The Paris-based subsidiary of Inter Parfums Inc. of New York, said Wednesday its operating profit was down 39.7 percent to 31.5 million euros, or $41.9 million, in the year. The company’s operating margin came in at 10.6 percent.
Inter Parfums SA in mid-November had set as a full-year-2014 operating margin target of 10 percent to 11 percent.
The company outpaced its sales goals, too, which it had fixed at 280 million euros, or $372.3 million. In 2014, Inter Parfums SA revenues reached 297.1 million euros, or $395 million, down 15.2 percent in reported terms and up 19 percent on a like-for-like basis.
Dollar figures are converted at average exchange for the period to which they refer.
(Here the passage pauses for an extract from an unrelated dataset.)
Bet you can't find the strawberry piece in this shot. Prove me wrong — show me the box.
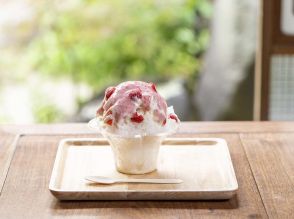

“For the first full year entirely devoted to its new scope of brands, the company’s strategy remained on track with 20 percent of sales revenue devoted to marketing and advertising expenses,” stated Inter Parfums SA.
As of Dec. 31, 2014, shareholders’ equity stood at 367.7 million euros, or $488.9 million, while net cash equaled 224.7 million euros, or $298.7 million.
“The performance of 2014 confirms the group’s capacity to outpace the beauty market and its competitors, and meet the objectives set one year ago,” stated Philippe Benacin, chairman and chief executive officer of Inter Parfums SA. “Sales for the first two months of 2015 and the current level of orders give us further grounds for optimism this year.”
Continued Philippe Santi, the company’s executive vice president: “If the favorable level for euro-U.S. dollar exchange rates persists, we will further ramp up marketing and advertising efforts to accelerate the development of our leading brands, while improving profitability with a target operating margin of 11 percent to 12 percent for the year.”